In diesem für das Unternehmen essentiellen Bereich des Einkaufs ist die beabsichtigte Sicherheit einer zweiten Verhandlungsrunde aufgrund der großen wirtschaftlichen Auswirkungen gut verständlich. Das Gericht unterstellt der Klägerin ökonomisch vernünftiges Verhalten, wenn sie für die zweijährige Freistellung des Klägers mindestens 720.000 Euro aufwendet.
Demgegenüber tritt das Interesse des Beklagten zurück, relativ zeitnah eine Stelle bei einem Konkurrenten in einer gehobenen Position als Einkaufsleiter anzutreten.

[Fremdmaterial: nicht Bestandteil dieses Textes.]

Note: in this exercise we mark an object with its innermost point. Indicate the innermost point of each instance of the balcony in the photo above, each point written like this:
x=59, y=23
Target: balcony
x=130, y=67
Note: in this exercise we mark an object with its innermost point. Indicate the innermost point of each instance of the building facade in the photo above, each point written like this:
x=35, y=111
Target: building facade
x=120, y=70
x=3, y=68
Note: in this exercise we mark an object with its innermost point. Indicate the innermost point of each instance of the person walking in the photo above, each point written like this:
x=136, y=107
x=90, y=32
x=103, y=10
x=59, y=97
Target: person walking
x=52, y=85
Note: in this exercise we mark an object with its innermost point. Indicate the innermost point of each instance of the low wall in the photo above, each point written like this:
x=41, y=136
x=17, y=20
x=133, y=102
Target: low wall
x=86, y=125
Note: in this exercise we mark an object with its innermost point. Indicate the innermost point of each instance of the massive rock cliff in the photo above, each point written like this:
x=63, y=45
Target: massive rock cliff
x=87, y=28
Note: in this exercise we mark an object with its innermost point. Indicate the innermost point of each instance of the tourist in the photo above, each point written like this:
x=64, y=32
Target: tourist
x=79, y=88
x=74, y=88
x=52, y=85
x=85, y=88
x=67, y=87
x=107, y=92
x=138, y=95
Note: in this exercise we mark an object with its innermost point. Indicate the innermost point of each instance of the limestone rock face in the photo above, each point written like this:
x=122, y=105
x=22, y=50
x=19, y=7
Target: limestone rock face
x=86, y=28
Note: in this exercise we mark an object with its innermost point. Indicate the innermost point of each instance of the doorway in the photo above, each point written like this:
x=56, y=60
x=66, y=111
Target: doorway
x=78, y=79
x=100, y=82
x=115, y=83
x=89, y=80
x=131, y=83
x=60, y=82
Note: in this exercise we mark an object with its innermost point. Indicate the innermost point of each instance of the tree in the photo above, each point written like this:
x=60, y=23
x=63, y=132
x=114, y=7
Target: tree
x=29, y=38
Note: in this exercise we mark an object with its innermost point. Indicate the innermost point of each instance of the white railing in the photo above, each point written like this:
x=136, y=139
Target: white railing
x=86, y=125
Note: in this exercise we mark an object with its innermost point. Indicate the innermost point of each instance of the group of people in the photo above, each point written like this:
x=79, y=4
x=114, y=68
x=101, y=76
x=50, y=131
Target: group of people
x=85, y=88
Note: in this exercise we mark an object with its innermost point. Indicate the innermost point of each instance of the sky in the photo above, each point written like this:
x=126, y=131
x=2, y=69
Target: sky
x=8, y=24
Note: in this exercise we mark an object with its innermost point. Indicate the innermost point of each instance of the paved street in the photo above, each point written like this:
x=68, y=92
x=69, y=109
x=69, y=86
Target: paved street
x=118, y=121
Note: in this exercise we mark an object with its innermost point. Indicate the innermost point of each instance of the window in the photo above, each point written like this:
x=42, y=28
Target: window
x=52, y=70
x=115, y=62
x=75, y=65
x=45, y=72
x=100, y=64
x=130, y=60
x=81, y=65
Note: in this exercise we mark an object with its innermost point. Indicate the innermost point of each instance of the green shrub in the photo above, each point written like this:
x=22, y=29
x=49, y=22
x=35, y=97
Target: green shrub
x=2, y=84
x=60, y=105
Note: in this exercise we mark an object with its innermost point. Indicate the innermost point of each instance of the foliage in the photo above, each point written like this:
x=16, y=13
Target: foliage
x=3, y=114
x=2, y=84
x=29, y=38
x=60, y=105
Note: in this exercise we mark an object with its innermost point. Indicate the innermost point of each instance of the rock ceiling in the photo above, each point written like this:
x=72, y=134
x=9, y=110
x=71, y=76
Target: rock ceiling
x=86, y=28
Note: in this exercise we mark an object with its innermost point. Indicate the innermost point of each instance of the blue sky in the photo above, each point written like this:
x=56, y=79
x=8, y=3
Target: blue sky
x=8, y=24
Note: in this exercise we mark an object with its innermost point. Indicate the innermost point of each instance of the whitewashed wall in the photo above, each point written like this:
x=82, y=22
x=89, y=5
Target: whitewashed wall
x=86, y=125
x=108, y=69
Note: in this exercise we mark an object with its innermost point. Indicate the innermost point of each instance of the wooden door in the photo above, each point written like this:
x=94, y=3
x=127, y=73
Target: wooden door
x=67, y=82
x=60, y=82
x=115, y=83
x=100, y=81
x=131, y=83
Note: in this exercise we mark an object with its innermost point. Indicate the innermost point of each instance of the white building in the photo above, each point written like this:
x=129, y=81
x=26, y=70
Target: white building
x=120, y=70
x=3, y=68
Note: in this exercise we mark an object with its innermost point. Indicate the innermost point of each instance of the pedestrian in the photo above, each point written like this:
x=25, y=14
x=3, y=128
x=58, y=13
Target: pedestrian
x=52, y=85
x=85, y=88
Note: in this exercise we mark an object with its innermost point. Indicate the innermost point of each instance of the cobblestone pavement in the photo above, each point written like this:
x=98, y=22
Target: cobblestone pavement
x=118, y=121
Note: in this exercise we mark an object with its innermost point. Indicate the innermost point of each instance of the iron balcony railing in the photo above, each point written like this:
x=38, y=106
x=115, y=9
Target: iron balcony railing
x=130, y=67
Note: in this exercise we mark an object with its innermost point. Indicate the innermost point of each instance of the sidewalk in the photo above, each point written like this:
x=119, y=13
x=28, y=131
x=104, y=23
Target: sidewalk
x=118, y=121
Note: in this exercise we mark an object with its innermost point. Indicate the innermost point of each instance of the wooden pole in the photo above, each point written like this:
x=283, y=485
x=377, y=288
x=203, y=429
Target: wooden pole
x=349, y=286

Daher geht das Berufungsgericht jedenfalls im vorliegenden summarischen Verfahren davon aus, dass die Verlängerung der Kündigungsfrist wirksam ist, der Beklagte ist bis zum 31.03.2020 an den Arbeitsvertrag gebunden und darf nicht als Einkaufsleiter für die Firma M… tätig werden. Der Klägerin steht damit ein Verfügungsanspruch zu.

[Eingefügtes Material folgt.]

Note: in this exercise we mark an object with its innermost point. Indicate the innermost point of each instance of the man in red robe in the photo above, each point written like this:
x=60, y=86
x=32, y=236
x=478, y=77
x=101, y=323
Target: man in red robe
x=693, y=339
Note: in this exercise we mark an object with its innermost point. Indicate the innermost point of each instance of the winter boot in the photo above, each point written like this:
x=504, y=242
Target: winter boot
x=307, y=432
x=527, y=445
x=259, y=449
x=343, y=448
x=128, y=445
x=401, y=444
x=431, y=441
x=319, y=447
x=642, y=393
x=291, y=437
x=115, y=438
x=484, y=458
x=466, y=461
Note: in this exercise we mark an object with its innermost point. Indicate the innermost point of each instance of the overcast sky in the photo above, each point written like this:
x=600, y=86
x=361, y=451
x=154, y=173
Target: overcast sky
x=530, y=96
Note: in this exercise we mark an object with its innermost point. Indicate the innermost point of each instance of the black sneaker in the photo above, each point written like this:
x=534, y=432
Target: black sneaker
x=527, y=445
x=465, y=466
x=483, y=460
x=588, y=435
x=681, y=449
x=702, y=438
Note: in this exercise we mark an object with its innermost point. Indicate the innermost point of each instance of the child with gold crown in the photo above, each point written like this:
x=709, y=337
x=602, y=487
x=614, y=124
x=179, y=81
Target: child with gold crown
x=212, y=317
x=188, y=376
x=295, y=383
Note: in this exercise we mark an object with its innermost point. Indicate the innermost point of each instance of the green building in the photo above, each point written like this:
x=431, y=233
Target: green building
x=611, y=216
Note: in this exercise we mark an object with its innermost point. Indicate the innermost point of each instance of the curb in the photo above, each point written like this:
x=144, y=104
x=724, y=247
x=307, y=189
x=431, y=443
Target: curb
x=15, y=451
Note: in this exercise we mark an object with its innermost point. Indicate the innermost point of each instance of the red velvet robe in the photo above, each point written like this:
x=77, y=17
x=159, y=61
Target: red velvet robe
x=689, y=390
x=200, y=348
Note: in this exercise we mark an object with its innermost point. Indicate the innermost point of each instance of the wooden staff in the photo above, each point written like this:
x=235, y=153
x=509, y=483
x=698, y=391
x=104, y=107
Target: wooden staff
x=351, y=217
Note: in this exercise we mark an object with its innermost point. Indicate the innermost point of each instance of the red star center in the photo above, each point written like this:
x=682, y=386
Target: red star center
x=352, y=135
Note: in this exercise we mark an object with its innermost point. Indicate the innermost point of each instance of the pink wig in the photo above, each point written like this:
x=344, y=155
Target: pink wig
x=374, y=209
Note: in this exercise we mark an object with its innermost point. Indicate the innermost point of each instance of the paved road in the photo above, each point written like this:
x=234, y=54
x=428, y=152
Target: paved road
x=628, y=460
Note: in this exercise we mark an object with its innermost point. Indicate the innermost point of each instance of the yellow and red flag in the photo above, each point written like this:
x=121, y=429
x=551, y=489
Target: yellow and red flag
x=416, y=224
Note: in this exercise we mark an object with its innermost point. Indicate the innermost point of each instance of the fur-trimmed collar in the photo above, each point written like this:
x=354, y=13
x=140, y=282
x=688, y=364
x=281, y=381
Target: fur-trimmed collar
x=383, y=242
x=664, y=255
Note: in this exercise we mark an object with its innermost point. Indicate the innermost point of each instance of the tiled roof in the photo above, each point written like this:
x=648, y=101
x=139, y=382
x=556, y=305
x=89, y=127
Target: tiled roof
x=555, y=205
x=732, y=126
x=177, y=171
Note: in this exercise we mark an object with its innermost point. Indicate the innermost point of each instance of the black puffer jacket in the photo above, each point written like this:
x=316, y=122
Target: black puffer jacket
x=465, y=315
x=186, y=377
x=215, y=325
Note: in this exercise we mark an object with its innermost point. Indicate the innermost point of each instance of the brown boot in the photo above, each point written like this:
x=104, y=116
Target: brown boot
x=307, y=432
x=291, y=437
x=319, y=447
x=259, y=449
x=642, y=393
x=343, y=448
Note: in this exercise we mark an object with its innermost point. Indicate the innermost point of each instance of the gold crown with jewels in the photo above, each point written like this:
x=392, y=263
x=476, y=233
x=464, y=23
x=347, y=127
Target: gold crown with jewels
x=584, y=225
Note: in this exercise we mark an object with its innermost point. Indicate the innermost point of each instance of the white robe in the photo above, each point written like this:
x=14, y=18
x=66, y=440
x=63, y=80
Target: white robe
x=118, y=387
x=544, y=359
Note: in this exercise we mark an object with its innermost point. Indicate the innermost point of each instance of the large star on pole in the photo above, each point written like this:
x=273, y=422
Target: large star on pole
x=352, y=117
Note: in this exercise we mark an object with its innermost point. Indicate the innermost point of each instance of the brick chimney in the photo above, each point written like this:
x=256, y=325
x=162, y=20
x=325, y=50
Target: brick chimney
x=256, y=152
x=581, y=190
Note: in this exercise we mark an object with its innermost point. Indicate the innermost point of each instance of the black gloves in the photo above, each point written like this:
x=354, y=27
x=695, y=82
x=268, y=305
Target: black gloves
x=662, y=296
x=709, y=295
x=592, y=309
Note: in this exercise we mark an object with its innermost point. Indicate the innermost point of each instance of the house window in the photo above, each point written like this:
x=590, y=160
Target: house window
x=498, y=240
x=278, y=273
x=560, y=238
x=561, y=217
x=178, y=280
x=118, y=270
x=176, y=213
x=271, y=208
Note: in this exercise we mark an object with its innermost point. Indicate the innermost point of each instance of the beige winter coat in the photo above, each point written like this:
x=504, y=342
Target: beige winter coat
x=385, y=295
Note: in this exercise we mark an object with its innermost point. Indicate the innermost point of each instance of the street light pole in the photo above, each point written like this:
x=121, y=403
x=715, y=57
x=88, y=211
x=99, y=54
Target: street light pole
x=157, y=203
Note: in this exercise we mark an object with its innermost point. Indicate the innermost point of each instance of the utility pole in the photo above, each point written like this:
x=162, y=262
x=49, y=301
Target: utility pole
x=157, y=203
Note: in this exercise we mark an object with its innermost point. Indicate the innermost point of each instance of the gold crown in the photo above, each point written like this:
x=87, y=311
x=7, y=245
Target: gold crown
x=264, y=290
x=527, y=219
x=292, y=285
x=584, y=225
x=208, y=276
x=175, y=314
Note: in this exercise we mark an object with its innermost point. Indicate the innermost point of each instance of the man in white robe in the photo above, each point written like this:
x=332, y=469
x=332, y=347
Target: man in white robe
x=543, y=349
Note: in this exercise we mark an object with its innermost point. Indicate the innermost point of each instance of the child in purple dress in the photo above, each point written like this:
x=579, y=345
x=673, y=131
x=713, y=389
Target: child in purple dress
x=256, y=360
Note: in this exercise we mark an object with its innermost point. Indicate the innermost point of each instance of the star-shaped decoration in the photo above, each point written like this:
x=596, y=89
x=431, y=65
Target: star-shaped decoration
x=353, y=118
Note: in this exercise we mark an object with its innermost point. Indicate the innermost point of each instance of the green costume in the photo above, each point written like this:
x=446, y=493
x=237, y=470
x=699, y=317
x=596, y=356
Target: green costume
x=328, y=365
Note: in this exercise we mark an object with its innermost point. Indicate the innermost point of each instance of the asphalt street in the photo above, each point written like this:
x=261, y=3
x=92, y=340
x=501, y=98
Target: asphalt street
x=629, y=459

Der Anspruch ist auch den Umständen des Einzelfalles entsprechend auf die Tätigkeit bei der Firma M… beschränkt, unstreitig hat der Beklagte mit dieser einen Arbeitsvertrag abgeschlossen, den er ab dem 01.02.2019 erfüllen wollte und für einige Tage auch erfüllt hat.
Unproblematisch ergibt sich daraus auch ein Verfügungsgrund, eine Eilbedürftigkeit besteht, da der Beklagte nach wie vor davon ausgeht, für die Firma M… tätig werden zu dürfen und zu können.
Einzuschränken war der Antrag für den Fall der Einleitung eines Hauptsacheverfahrens.
III.
Der unterlegene Beklagte hat die Kosten des Rechtsstreits zu tragen, § 91 Abs. 1 Satz 1 ZPO.